Samuel Pepys referred to "cowcumbers":

This day Sir W. Batten tells me that Mr. Newburne (of whom the nickname came up among us forarse Tom Newburne) is dead of eating cowcumbers, of which, the other day, I heard another, I think Sir Nicholas Crisp’s son.

He also liked "sparrowgrass":

So home, and having brought home with me from Fenchurch Street a hundred of sparrowgrass, cost 18d. We had them and a little bit of salmon, which my wife had a mind to, cost 3s.

Phil Gyford

Just realised the second link is wrong. It should be https://www.pepysdiary.com/diary/1667/04/20/#fnr1-1667-04-20

Jason KottkeMOD

If you were puzzled like I was, sparrowgrass = asparagus.
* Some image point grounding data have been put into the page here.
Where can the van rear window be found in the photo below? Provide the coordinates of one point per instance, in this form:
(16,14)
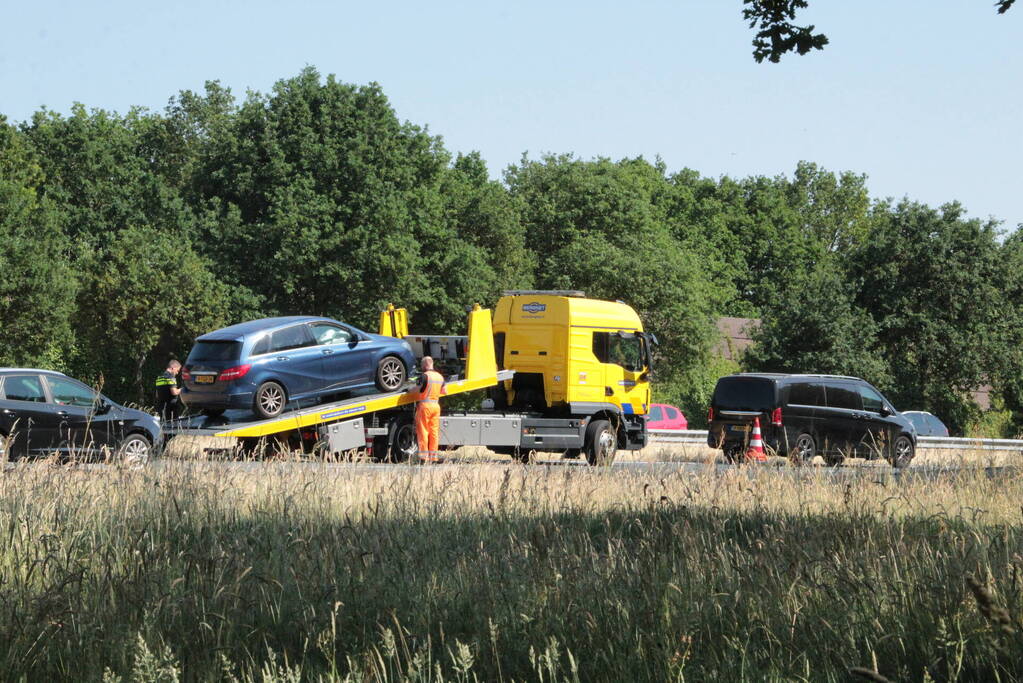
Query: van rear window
(744,394)
(215,351)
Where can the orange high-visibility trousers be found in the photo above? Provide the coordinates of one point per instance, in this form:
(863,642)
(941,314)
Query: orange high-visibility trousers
(428,427)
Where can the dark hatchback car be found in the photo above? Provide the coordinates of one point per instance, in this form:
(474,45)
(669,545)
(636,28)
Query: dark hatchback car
(44,412)
(804,415)
(928,424)
(265,364)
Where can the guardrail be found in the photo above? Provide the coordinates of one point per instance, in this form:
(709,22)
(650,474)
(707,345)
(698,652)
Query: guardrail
(699,437)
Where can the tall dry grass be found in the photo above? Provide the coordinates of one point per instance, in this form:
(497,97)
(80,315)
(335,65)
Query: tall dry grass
(298,572)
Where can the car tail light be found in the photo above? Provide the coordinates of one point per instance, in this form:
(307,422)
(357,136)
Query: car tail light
(233,373)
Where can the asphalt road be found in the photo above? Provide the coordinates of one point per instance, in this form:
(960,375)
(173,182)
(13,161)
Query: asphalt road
(880,473)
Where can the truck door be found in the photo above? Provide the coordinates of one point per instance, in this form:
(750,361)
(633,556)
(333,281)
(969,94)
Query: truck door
(624,361)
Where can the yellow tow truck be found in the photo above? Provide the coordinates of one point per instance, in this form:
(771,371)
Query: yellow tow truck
(563,373)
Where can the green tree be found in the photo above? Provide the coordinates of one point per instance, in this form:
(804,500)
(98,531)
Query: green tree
(777,35)
(332,206)
(930,279)
(815,327)
(150,294)
(37,286)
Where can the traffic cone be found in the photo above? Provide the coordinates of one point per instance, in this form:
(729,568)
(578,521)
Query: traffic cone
(755,452)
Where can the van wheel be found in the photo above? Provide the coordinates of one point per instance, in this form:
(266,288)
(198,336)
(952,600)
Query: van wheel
(803,451)
(390,373)
(270,400)
(602,443)
(902,452)
(134,450)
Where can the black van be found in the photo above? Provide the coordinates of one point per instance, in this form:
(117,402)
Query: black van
(803,415)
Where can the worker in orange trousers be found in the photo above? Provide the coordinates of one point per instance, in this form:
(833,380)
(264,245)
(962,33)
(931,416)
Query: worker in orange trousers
(428,410)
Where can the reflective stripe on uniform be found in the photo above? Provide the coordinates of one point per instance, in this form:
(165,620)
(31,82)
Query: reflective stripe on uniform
(434,388)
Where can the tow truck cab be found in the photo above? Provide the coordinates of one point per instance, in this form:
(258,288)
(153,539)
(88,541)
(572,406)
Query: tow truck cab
(574,356)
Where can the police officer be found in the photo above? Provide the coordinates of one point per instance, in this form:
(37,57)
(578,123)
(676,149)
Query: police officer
(168,392)
(428,410)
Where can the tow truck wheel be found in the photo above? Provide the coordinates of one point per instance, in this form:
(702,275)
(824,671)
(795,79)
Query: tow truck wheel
(602,443)
(270,400)
(402,445)
(391,373)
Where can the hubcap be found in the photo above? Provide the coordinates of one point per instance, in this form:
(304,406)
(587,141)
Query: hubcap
(271,400)
(605,445)
(136,451)
(392,372)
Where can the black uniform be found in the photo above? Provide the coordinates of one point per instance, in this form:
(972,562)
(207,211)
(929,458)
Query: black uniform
(168,405)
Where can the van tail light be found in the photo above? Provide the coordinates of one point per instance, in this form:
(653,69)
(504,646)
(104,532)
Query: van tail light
(233,373)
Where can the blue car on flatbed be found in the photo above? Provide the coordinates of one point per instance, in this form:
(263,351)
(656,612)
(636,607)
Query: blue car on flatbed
(265,364)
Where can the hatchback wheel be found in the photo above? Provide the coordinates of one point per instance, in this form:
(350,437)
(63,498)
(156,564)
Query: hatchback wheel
(270,400)
(390,373)
(134,450)
(902,452)
(804,450)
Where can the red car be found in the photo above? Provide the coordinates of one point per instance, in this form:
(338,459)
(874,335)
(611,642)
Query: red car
(666,417)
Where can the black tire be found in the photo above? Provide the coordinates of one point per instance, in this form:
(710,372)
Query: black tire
(270,400)
(902,452)
(524,455)
(391,373)
(134,450)
(803,451)
(402,445)
(602,443)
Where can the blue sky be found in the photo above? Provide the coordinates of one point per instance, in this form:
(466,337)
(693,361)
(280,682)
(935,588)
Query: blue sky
(924,96)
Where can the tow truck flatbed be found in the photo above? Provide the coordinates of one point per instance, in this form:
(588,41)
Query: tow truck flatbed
(481,372)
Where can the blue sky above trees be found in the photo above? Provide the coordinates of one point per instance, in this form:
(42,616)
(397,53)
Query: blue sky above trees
(922,96)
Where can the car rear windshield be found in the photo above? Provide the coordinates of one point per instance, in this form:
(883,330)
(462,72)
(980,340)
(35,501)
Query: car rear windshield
(744,394)
(215,351)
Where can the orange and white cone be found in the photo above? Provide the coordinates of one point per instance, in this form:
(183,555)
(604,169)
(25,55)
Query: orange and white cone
(755,452)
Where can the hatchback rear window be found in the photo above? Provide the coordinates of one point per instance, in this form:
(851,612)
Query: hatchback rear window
(215,351)
(745,394)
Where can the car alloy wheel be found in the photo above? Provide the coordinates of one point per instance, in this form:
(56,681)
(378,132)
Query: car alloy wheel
(391,373)
(270,399)
(134,450)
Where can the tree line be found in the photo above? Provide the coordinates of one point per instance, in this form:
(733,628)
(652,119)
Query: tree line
(125,236)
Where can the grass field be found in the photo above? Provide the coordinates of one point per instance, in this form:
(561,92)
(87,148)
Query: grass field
(287,572)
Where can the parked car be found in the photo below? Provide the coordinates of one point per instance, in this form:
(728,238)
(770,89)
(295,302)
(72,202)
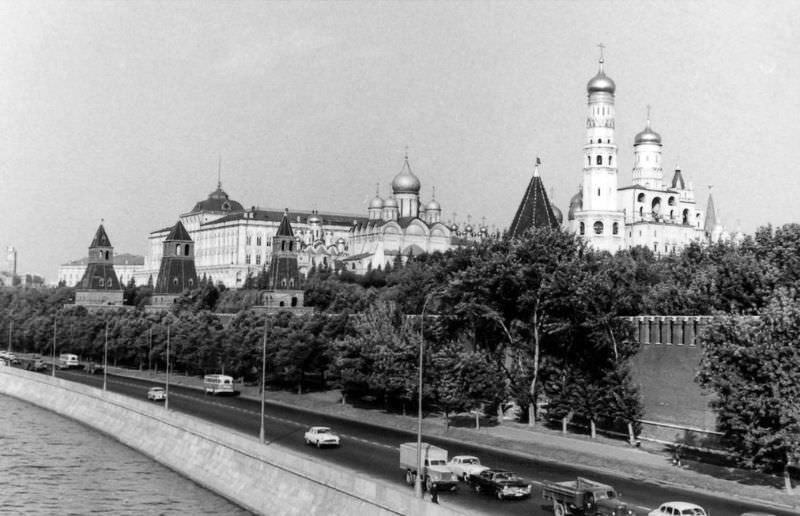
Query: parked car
(500,483)
(465,465)
(156,394)
(321,436)
(678,509)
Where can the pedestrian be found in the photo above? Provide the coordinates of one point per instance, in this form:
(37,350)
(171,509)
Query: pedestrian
(434,494)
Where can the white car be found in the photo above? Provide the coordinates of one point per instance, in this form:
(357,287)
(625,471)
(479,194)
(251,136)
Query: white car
(156,394)
(321,436)
(465,465)
(678,509)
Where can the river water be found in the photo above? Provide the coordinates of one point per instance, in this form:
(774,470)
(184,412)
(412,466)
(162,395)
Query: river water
(53,465)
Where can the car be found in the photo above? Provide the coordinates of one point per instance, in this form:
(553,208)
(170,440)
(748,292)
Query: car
(678,509)
(321,436)
(465,465)
(156,394)
(500,483)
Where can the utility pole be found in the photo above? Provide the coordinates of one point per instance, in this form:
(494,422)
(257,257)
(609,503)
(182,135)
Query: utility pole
(263,377)
(54,346)
(105,360)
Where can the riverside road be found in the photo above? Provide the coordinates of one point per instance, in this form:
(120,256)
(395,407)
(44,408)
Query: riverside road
(374,451)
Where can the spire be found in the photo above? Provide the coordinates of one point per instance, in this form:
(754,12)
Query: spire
(219,172)
(535,209)
(711,215)
(601,46)
(285,229)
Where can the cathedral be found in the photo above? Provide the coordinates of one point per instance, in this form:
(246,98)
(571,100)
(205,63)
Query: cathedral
(653,211)
(398,227)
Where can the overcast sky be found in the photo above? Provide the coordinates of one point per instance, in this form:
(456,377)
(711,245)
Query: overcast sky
(119,110)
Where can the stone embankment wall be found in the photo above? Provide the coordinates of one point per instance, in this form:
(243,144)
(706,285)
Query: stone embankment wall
(263,479)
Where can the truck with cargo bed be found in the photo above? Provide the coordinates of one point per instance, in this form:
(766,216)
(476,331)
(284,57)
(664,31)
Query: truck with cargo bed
(434,466)
(584,497)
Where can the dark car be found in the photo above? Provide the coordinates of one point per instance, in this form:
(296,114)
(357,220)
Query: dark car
(500,483)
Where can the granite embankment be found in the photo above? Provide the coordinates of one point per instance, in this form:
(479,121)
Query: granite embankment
(262,479)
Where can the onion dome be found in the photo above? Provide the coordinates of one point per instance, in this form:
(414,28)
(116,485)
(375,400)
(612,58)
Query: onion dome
(557,214)
(575,204)
(601,83)
(405,181)
(647,136)
(377,202)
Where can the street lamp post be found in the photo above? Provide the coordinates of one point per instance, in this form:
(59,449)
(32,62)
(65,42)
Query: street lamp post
(418,482)
(263,377)
(54,345)
(166,394)
(105,360)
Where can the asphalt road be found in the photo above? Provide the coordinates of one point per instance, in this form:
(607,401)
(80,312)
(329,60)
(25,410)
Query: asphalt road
(374,450)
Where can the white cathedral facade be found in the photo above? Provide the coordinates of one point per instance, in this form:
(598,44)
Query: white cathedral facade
(650,212)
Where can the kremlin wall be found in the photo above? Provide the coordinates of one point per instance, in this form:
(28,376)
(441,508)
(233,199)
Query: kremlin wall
(224,242)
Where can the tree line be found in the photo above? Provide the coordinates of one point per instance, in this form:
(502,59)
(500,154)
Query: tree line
(534,322)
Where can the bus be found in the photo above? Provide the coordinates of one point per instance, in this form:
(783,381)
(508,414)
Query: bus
(68,361)
(216,383)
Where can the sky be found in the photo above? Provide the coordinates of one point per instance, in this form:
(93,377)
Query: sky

The etymology of asparagus is interesting – many people think that it was called sparrow grass, but the upper class thought it a vulgar term and subtly changed its name to asparagus to make it sound more posh. This is not quite true: it actually began life as asparagus coming from Mediæval Latin, then it was shortened to sparage in Late Old English and then further modified to asperages in Middle English. It was anglicised to sperach or sperage in the 16th century, but strangely it was officially spelled as asparagus to be in line with Latin. The word asparagus became associated with “stiffness and pedantry”, and the “folk-etymologi[s]ed” sparrow grass arose in reaction to these Latin throwbacks. All this information came from the wonderful Online Etymological Dictionary. I love the Old English word – eorðnafela – sounds like some kind of elf queen from a Tolkien book.